Using Gtss turbos myself I'v always been led to belive they max out at about 550 bhp.


----------



## steveyturbo (Dec 24, 2006)

TREG said:


> Using Gtss turbos myself I'v always been led to belive they max out at about 550 bhp.


On a 2.6 they would be maxed at 550bhp , but with a 2.8 the extra capacity will help.

Great results:thumbsup:


----------



## AlexH (Aug 17, 2008)

what sort of power would you expect from GT-SS 660cc injectors and a power f.c with boost controller?
just askins as my 33GTR is getting these mods

alex


----------



## MattR32 (Jul 9, 2008)

Sorry for the thread hijack, but what s the maximum boost for the GTSS turbos, i was told 1.3 bar:thumbsup:


----------



## ru' (Feb 18, 2007)

fwiw mine are nominally set for 1.4 on 'high', but won't hold this up the rev range (drops to 1.2/1.3).


----------



## tyndago (Oct 24, 2002)

MattR32 said:


> Sorry for the thread hijack, but what s the maximum boost for the GTSS turbos, i was told 1.3 bar:thumbsup:


They are ball bearing Garrett turbos. No reason you can run them out at 2.0 bar or more. At 2.0 bar they are not going to last as long as 1.0 bar or 1.5 bar, but you asked whats the maximum boost.
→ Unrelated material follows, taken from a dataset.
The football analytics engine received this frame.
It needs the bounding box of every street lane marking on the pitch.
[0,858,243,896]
We ran 1.6 bar on our Super Taikyu engine with N1 turbos under race conditions, and they were rebuilt on the same schedule as the engine. 
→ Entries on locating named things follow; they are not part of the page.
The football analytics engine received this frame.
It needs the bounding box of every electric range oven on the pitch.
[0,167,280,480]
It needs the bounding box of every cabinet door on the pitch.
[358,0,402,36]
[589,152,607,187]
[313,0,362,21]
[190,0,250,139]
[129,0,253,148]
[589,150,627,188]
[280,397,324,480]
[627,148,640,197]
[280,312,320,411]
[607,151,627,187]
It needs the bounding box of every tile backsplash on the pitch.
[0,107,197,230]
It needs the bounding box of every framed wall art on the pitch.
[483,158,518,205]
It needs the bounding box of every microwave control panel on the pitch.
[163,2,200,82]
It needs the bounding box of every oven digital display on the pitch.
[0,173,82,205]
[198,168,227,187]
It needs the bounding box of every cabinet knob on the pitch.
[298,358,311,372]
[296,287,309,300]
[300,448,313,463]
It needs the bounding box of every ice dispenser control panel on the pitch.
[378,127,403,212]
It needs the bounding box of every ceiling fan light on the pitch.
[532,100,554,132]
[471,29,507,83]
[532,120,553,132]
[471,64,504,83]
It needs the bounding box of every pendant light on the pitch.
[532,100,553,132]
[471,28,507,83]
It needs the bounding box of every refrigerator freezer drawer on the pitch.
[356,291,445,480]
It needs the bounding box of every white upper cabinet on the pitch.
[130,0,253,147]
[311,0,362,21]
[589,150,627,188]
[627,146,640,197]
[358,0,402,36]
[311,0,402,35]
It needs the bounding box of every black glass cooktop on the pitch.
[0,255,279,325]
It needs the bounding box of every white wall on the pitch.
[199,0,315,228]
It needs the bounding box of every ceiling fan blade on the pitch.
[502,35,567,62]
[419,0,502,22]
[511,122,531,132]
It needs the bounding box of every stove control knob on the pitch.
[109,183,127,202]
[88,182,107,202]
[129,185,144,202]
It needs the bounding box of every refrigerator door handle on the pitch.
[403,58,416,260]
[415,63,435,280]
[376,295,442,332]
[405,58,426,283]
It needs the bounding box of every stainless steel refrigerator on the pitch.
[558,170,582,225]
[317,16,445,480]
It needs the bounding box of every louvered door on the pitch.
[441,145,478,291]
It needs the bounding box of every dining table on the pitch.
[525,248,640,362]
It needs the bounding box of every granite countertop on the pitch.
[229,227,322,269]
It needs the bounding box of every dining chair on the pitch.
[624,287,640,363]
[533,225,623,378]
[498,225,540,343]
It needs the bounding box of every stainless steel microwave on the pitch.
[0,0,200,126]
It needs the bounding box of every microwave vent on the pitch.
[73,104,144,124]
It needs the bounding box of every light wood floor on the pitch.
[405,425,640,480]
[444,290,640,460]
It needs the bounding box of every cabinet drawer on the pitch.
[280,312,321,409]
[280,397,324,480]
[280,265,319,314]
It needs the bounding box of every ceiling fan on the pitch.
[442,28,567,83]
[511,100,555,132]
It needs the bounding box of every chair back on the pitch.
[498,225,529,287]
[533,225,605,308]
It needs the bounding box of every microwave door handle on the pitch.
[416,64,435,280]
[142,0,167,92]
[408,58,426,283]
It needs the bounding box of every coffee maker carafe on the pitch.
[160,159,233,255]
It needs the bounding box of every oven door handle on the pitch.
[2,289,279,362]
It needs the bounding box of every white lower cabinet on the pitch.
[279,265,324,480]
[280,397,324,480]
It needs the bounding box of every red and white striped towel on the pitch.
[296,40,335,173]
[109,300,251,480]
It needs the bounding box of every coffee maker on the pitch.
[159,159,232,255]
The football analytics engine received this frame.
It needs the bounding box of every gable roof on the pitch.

1.3 bar might be as far as you want to go on pump gas, as "safe" as you can be, but its by no means the "maximum".


----------



## MattR32 (Jul 9, 2008)

Thanks for the replys, the only reason i asked is i was trying to estimate a BHP for the car, as when it went on a rolling road it made 326BHP @ 0.6 bar boost @ the flywheel, so it could well be in the 400BHP bracket with more boost. My boost controller stopped working on the day


----------



## tyndago (Oct 24, 2002)

MattR32 said:


> Thanks for the replys, the only reason i asked is i was trying to estimate a BHP for the car, as when it went on a rolling road it made 326BHP @ 0.6 bar boost @ the flywheel, so it could well be in the 400BHP bracket with more boost. My boost controller stopped working on the day



You UK guys and your flywheel powers. Anyway. SS's will do 400 flywheel. 

tyndago - GT-R Turbos

Different wheel horsepowers with different turbos and setups. 

tyndago - Turbolag


----------



## lum90 (Jan 12, 2007)

My R34 GTR has HKS GT-SS Turbo's & i run them at 1.4 Bar with no problems what so ever! 
Made 565 BHP & 420 lbft at that boost level.


----------



## MattR32 (Jul 9, 2008)

lum90 said:


> My R34 GTR has HKS GT-SS Turbo's & i run them at 1.4 Bar with no problems what so ever!
> Made 565 BHP & 420 lbft at that boost level.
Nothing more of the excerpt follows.